Russell Simmons, the co-founder of Def Jam records, has, like so many business leaders, recently expanded his business onto YouTube in an initiative known as All Def Digital. The channel features music, videos, and comedy, but unfortunately it got off to a bit of a rough start this week. One of its first videos was a history-themed comedy sketch that featured Underground Railroad hero Harriet Tubman using a (sepia-tinted, sped-up) sex tape to blackmail her slavemaster into allowing the Underground Railroad to operate. The clip has sparked widespread outrage around the internet, and Def Jam eventually pulled it after a Change.org petition was created urging them to do just that.
Britni Danielle at Clutch Magazine summarized her list of grievances with the video:
"Downplaying the very real rapes and abuse Black women endured during slavery? Check.
Casting an obese Harriet Tubman to play into of the negative stereotypes about Black women’s bodies? Check.
Portraying Black women as Jezebels who use sex to get what they want? Check.
Normalizing the idea that all Black women are sassy and always have something smart to say? Check.
Portraying Black men as coons? Check, check, check."
Perhaps the creator of the video was emboldened by some recent representations of slavery, such as Quentin Tarrantino's Django Unchained, that use revisionist history in the service of trickster and revenge narratives. Such representations can have a positive effect on the public's historical awareness, as portrayals of marginalized people can remind us of their role in creating history. They can even spark symbolically important change. Steven Spielberg's biopic Lincoln made Mississippi residents realize their state had never officially ratified the Thirteenth Amendment.
But while Tarrantino's film used violence as a kind of catharsis, Simmons's concept — which revolves around the (only slight) anachronism of Tubman using a video camera to create a sex tape with which to blackmail her master — only de-emphasizes Tubman's intrinsically persuasive endeavors and gets the struggles she endured completely wrong (she could not have logistically operated the Underground Railroad as anything but a fugitive slave).

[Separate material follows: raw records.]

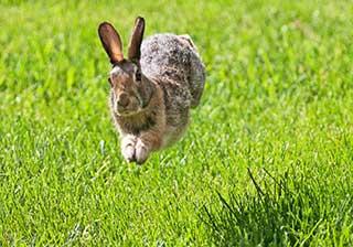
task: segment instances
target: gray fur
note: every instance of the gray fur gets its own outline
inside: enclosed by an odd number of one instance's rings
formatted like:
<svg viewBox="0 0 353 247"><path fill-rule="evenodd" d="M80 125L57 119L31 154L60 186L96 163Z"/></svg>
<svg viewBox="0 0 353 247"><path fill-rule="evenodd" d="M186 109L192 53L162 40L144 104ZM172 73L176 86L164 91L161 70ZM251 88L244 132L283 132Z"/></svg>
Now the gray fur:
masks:
<svg viewBox="0 0 353 247"><path fill-rule="evenodd" d="M164 144L184 132L189 109L199 105L205 83L205 68L186 35L156 34L142 42L141 69L163 90L167 115Z"/></svg>

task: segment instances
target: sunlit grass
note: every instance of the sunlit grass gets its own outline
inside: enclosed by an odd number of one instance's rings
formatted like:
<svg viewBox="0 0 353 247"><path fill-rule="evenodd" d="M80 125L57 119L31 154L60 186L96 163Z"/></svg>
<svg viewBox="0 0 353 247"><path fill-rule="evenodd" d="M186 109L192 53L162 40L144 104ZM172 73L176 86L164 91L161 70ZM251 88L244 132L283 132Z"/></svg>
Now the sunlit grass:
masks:
<svg viewBox="0 0 353 247"><path fill-rule="evenodd" d="M353 244L351 1L4 0L0 11L2 245ZM186 136L143 167L120 155L97 37L108 20L127 44L137 15L147 35L189 33L207 69Z"/></svg>

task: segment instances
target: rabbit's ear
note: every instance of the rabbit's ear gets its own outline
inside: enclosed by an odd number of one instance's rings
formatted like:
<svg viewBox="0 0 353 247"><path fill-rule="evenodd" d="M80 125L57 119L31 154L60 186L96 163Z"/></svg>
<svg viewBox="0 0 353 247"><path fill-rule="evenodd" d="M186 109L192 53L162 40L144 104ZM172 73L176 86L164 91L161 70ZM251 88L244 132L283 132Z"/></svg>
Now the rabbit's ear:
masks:
<svg viewBox="0 0 353 247"><path fill-rule="evenodd" d="M139 61L141 56L141 43L145 32L145 19L138 17L135 21L135 28L131 33L128 57L130 61Z"/></svg>
<svg viewBox="0 0 353 247"><path fill-rule="evenodd" d="M110 58L110 63L115 64L122 61L124 55L121 40L114 26L108 22L103 22L98 28L98 34L103 47L106 50Z"/></svg>

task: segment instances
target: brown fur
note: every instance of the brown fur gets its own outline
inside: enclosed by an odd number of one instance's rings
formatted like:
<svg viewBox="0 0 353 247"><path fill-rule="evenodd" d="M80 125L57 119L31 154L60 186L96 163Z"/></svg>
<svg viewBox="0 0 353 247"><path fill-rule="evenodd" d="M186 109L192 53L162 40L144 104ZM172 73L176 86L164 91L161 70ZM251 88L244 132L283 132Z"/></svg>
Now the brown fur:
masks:
<svg viewBox="0 0 353 247"><path fill-rule="evenodd" d="M138 18L125 60L113 25L104 22L98 30L114 65L109 103L121 152L137 163L181 138L204 85L204 66L190 36L156 35L145 43L143 53L143 31L145 20Z"/></svg>

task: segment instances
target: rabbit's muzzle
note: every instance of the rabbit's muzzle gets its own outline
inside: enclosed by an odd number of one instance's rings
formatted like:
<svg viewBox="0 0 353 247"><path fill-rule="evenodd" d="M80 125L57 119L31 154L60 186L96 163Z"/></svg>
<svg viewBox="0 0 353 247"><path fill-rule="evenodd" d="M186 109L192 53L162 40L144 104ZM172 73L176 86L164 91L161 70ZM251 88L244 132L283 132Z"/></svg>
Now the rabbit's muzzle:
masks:
<svg viewBox="0 0 353 247"><path fill-rule="evenodd" d="M119 96L118 96L118 100L117 100L117 104L118 104L118 108L120 107L121 109L125 109L129 106L130 104L130 99L129 99L129 96L125 93L121 93Z"/></svg>

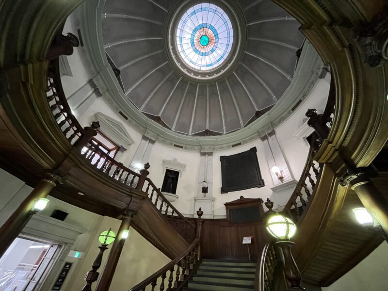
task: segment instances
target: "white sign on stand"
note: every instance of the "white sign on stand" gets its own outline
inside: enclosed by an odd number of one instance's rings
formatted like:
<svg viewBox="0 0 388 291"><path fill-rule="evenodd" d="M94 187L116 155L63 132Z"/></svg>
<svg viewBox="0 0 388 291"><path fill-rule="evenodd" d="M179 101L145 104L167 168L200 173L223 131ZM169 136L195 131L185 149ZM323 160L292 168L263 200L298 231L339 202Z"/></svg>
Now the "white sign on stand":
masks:
<svg viewBox="0 0 388 291"><path fill-rule="evenodd" d="M251 260L251 254L249 252L249 245L252 243L252 238L253 238L253 236L242 238L242 244L246 244L246 247L248 248L248 257L249 258L250 261Z"/></svg>

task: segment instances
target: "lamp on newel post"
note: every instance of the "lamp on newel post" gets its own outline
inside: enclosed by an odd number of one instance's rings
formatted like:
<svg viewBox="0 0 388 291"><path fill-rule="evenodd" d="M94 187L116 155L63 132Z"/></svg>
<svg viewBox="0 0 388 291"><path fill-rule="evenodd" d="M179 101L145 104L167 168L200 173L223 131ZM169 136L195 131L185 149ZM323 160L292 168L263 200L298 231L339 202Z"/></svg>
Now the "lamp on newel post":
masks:
<svg viewBox="0 0 388 291"><path fill-rule="evenodd" d="M92 283L97 280L99 275L97 270L101 266L102 255L104 254L104 252L108 249L108 245L113 242L115 238L116 235L114 234L113 231L111 230L111 228L109 230L103 231L98 236L98 241L101 243L101 245L98 247L98 248L100 249L100 252L97 255L96 259L94 260L92 266L92 270L86 273L86 275L85 276L85 280L86 281L86 284L83 286L81 291L91 291Z"/></svg>
<svg viewBox="0 0 388 291"><path fill-rule="evenodd" d="M202 194L203 194L204 197L206 197L206 194L208 194L208 182L206 182L206 181L202 182Z"/></svg>
<svg viewBox="0 0 388 291"><path fill-rule="evenodd" d="M277 241L275 243L280 247L284 257L284 275L290 282L288 290L305 290L301 286L302 276L292 258L291 248L294 242L290 240L295 234L296 226L289 218L280 214L270 217L267 222L267 230L275 237Z"/></svg>

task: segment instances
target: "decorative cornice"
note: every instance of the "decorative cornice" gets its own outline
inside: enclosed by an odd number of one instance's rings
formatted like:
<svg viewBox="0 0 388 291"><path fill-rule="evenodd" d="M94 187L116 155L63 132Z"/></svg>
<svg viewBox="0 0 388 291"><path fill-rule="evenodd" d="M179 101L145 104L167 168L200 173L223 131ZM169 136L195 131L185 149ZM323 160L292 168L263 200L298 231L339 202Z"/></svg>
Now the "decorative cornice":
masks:
<svg viewBox="0 0 388 291"><path fill-rule="evenodd" d="M266 133L266 127L275 128L292 113L292 108L309 95L319 80L323 65L320 57L306 41L291 84L274 107L248 126L227 134L217 136L184 135L163 128L141 113L122 92L114 73L106 59L104 49L100 15L101 0L88 1L75 12L73 21L84 36L84 46L79 49L85 66L103 95L115 112L120 111L128 123L141 134L166 146L181 146L184 150L212 151L230 148L238 143L250 143ZM97 22L97 23L96 23ZM96 25L97 24L97 25ZM151 136L152 133L152 136Z"/></svg>

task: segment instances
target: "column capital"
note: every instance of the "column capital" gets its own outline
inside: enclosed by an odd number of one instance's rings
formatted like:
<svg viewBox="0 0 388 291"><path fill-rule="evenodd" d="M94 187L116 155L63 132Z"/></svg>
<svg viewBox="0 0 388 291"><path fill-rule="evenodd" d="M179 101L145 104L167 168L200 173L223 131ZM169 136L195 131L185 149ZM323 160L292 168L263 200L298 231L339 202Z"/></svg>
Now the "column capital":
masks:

What's surprising, however, is that Simmons, who is black, as well as the black actors in the film, didn't initially find it offensive. According to Slate, a tweet that Simmons has now pulled called the video the "funniest thing" he has ever seen. "I’m a very liberal person with thick skin. My first impression of the Harriet Tubman piece was that it was about what one of actors said in the video, that 162 years later, there’s still tremendous injustice. And with Harriet Tubman outwitting the slave master? I thought it was politically correct," he wrote in his apology.
Simmons also didn't come up with the idea, even though he has taken full responsibility for it. The director who wrote and created this video will surely live to create more offensive nonsense — though hopefully he or she has been chastened by the reaction.